O tráfico de humanos “é o mercado que mais cresce no mundo do crime”, diz Pino Arlacchi, diretor-geral do Escritório para Controle de Drogas e Prevenção de Crimes, da ONU. Estima-se que cerca de 200 milhões de pessoas estejam sob o controle dos traficantes, segundo o Sr. Arlacchi. Ao passo que em 400 anos de escravidão 11,5 milhões de pessoas foram tiradas da África, só na última década mais de 30 milhões de mulheres e crianças foram transportadas como escravos tanto dentro do Sudeste Asiático como para fora dele. Grande parte delas trabalha em regime de escravidão ou são vítimas da exploração sexual.

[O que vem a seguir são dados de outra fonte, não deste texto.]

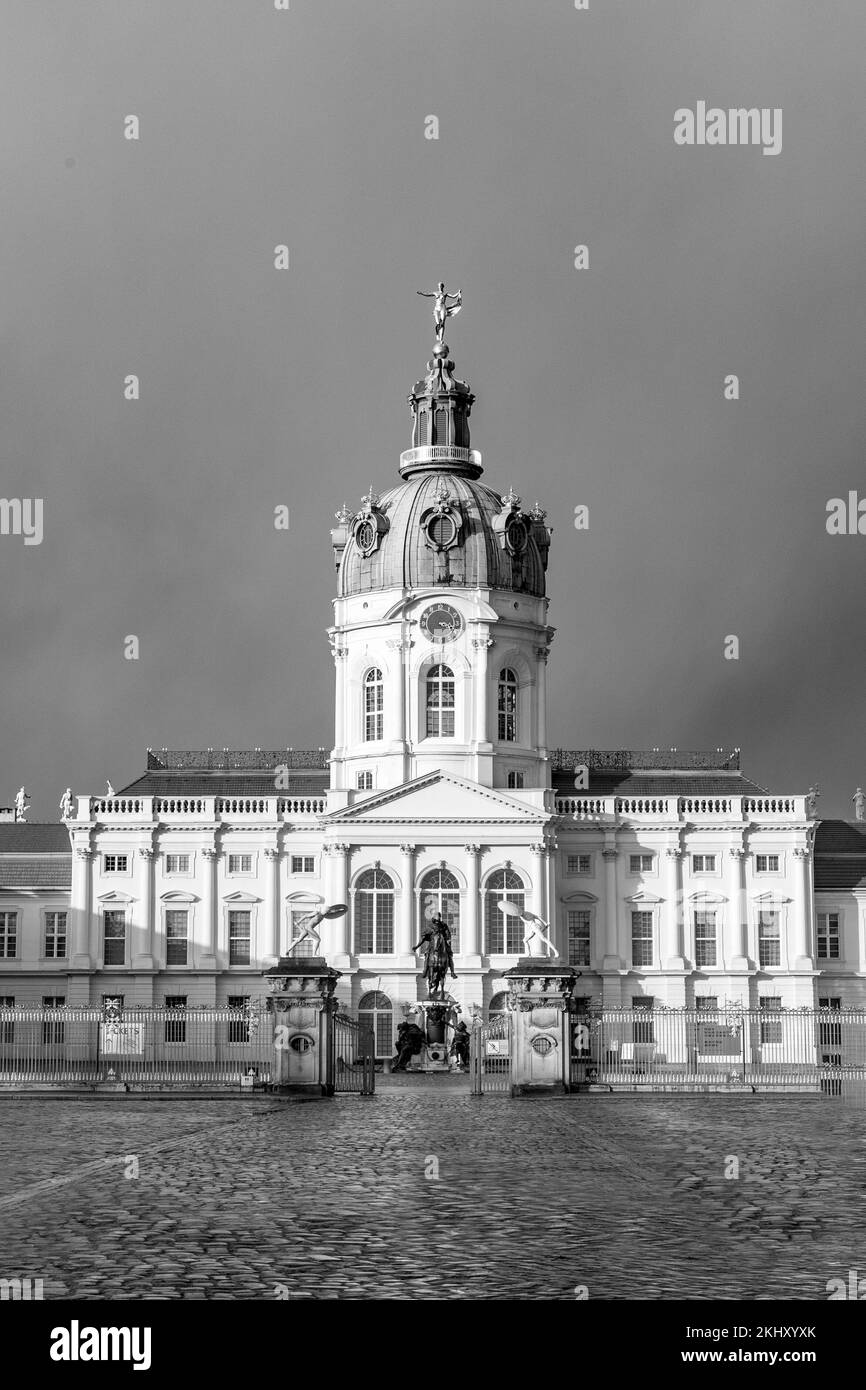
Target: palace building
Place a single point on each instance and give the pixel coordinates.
(667, 879)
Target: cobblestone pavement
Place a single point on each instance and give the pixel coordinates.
(338, 1198)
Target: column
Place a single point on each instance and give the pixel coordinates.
(540, 880)
(541, 695)
(612, 950)
(469, 922)
(81, 902)
(339, 710)
(737, 952)
(142, 957)
(210, 931)
(480, 645)
(801, 934)
(271, 908)
(396, 692)
(405, 938)
(672, 933)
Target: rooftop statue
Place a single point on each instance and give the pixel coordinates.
(442, 310)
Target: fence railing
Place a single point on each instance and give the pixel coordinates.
(353, 1055)
(136, 1047)
(687, 1048)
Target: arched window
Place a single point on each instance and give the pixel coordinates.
(374, 701)
(506, 705)
(376, 1012)
(503, 934)
(441, 895)
(374, 913)
(441, 702)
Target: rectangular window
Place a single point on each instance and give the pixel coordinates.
(642, 1027)
(769, 938)
(641, 863)
(53, 1030)
(9, 936)
(770, 1027)
(829, 936)
(177, 936)
(114, 937)
(239, 1027)
(641, 938)
(54, 936)
(705, 938)
(766, 863)
(238, 938)
(7, 1026)
(374, 719)
(175, 1027)
(578, 936)
(830, 1033)
(506, 712)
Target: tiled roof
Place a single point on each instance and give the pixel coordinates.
(659, 784)
(645, 759)
(36, 872)
(21, 837)
(841, 837)
(225, 784)
(840, 855)
(235, 759)
(840, 872)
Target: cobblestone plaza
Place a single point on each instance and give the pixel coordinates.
(599, 1197)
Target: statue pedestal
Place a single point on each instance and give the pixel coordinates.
(541, 1045)
(302, 1008)
(434, 1055)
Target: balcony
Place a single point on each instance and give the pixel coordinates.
(692, 809)
(205, 811)
(442, 455)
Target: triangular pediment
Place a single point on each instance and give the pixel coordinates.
(438, 798)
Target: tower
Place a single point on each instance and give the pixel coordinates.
(439, 631)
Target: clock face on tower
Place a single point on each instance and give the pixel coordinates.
(441, 623)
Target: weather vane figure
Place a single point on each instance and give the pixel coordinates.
(442, 310)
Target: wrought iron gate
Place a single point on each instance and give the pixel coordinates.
(491, 1055)
(353, 1055)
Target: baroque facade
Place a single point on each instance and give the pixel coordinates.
(667, 879)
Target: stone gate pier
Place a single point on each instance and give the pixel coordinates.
(538, 998)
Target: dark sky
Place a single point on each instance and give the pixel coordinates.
(599, 387)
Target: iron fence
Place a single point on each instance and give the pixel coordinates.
(489, 1054)
(136, 1047)
(818, 1050)
(353, 1055)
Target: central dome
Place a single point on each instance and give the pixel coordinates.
(439, 528)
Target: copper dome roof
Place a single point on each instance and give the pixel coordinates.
(406, 555)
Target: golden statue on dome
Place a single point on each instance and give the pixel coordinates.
(442, 310)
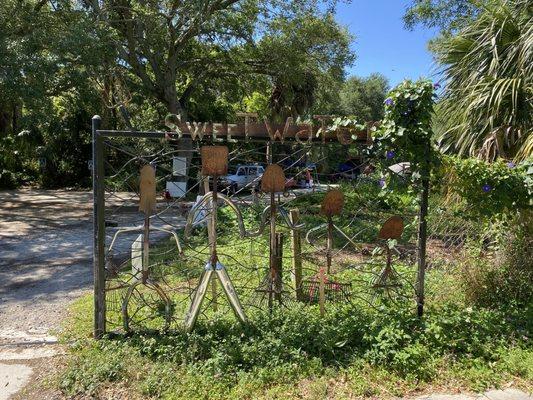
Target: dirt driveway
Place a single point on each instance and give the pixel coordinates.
(45, 263)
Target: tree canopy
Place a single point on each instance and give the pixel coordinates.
(487, 107)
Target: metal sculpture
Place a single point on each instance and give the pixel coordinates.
(147, 205)
(214, 165)
(331, 205)
(272, 182)
(320, 288)
(392, 229)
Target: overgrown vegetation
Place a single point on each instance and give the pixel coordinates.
(475, 333)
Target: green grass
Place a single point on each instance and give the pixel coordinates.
(357, 349)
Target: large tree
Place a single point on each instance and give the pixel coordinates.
(487, 107)
(364, 97)
(171, 49)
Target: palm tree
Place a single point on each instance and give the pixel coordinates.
(487, 107)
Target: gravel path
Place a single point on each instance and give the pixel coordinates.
(45, 263)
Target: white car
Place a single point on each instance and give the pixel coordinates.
(245, 177)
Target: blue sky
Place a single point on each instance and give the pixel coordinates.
(382, 44)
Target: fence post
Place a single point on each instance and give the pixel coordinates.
(322, 290)
(296, 244)
(422, 231)
(278, 276)
(98, 173)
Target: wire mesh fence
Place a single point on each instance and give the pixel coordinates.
(153, 287)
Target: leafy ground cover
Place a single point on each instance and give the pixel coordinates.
(475, 334)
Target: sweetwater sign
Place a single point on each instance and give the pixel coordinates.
(252, 130)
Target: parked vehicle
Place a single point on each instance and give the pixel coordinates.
(348, 170)
(246, 176)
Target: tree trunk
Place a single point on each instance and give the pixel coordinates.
(422, 231)
(184, 146)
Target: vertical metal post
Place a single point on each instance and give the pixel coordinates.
(296, 243)
(422, 231)
(329, 245)
(98, 230)
(322, 291)
(272, 260)
(278, 275)
(211, 232)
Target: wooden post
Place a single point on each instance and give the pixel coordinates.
(322, 291)
(98, 230)
(422, 231)
(296, 244)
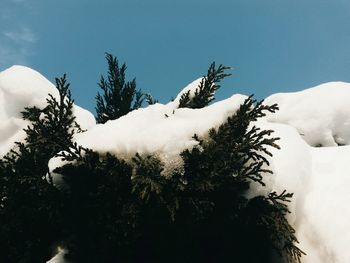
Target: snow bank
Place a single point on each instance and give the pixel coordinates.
(22, 87)
(320, 114)
(318, 177)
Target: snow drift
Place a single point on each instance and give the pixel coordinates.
(318, 177)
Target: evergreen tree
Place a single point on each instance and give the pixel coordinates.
(197, 214)
(204, 94)
(118, 95)
(31, 207)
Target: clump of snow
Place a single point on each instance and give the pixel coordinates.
(59, 257)
(22, 87)
(157, 129)
(320, 114)
(324, 231)
(318, 177)
(191, 88)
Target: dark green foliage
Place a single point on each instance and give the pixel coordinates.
(31, 207)
(132, 212)
(150, 100)
(204, 94)
(118, 95)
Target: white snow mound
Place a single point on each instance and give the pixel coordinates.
(318, 177)
(22, 87)
(320, 114)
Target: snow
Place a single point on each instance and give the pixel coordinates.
(318, 177)
(320, 114)
(22, 87)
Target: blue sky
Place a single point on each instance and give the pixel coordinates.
(273, 45)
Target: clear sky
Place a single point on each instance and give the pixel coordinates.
(273, 45)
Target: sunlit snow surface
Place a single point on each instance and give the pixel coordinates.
(318, 177)
(22, 87)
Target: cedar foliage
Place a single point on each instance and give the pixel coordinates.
(112, 210)
(30, 206)
(204, 94)
(118, 95)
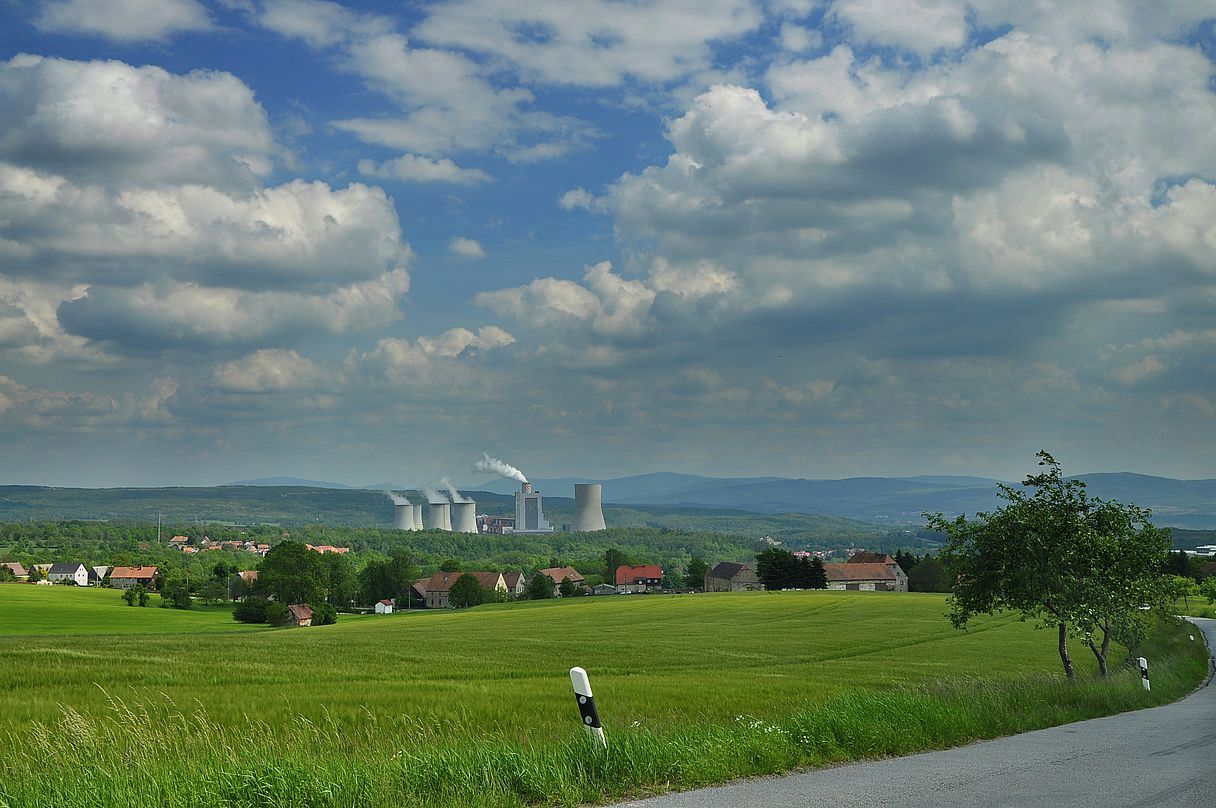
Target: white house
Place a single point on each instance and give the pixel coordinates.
(76, 572)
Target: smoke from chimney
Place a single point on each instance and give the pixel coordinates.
(451, 489)
(397, 499)
(495, 466)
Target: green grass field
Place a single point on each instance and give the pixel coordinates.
(476, 707)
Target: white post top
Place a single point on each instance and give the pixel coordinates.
(580, 682)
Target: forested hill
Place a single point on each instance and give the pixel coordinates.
(296, 505)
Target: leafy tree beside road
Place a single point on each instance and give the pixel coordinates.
(466, 592)
(782, 570)
(1059, 556)
(291, 573)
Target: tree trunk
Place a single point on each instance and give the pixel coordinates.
(1102, 656)
(1064, 657)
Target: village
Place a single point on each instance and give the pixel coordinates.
(863, 571)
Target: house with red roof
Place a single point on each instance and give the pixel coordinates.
(299, 615)
(557, 574)
(639, 578)
(865, 574)
(439, 585)
(128, 577)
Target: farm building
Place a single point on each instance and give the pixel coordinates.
(867, 576)
(727, 576)
(639, 578)
(17, 571)
(128, 577)
(557, 574)
(72, 571)
(299, 615)
(439, 585)
(516, 582)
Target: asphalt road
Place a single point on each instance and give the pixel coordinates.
(1164, 756)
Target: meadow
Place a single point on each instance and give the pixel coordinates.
(474, 707)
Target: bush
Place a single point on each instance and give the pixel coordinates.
(324, 615)
(277, 613)
(251, 610)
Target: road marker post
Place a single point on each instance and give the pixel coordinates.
(587, 706)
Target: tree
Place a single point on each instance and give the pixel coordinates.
(1208, 589)
(613, 559)
(694, 577)
(175, 592)
(325, 615)
(929, 576)
(251, 610)
(466, 592)
(907, 561)
(539, 587)
(277, 613)
(777, 568)
(291, 573)
(818, 576)
(1058, 556)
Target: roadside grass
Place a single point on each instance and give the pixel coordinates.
(693, 690)
(1194, 606)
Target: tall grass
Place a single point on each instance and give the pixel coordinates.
(156, 752)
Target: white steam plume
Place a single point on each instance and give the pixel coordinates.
(397, 499)
(495, 466)
(451, 489)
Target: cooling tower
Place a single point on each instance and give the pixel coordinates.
(589, 514)
(403, 517)
(465, 517)
(440, 516)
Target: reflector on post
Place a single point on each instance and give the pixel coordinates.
(587, 705)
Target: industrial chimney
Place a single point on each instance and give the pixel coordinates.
(440, 516)
(589, 512)
(403, 516)
(465, 516)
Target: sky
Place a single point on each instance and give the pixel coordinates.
(803, 237)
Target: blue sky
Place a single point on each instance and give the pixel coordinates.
(800, 237)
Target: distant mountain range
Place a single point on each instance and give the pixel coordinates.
(884, 500)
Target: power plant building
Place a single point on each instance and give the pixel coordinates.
(589, 512)
(465, 517)
(439, 515)
(529, 511)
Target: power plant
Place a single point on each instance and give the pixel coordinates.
(439, 515)
(530, 511)
(403, 516)
(589, 514)
(465, 516)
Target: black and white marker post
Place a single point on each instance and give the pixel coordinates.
(587, 705)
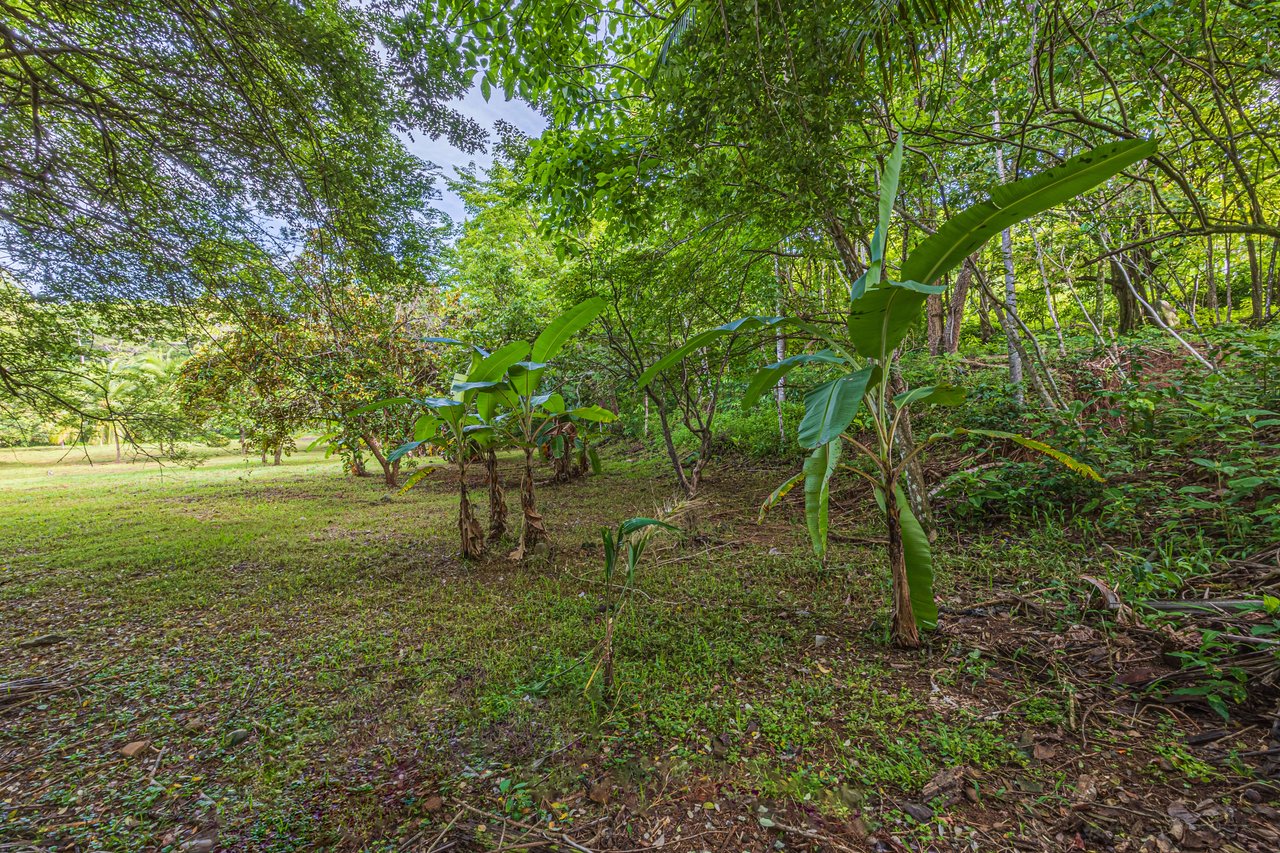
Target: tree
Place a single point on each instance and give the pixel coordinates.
(881, 311)
(158, 151)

O Sr. Arlacchi propõe que os países que aboliram as leis contra a escravidão voltem a instituí-las.

Tortura e brutalidade na Europa

“Deportação que resulta em morte, tortura de detentos, violência sistemática da polícia, repressão étnica e religiosa” são alguns dos abusos dos direitos humanos que se observam na Europa, relata um comunicado da Anistia Internacional. “Muitas pessoas na Europa desfrutam direitos humanos básicos, mas algumas, entre as quais os refugiados e as minorias étnicas e religiosas, continuam expostas a uma faceta da Europa que não condiz com a imagem de bastião dos direitos humanos e da liberdade”, diz o boletim. “Nada torna isso mais evidente do que o aumento e a freqüência de relatos de violência policial. Do Reino Unido ao Azerbaijão, as pessoas são vítimas de . . . crueldades, desumanidade e humilhações nas mãos da polícia.” A entidade afirma que muitas vezes os responsáveis não são julgados. Ela cita um exemplo: “Em julho [de 1999], a Corte Européia dos Direitos Humanos declarou que a França era culpada de violar as normas internacionais referentes à tortura e ao direito a julgamento justo” no caso de um imigrante detido pela polícia. “Terminou o ano e os policiais acusados não haviam sido removidos do seu cargo”, diz o relatório.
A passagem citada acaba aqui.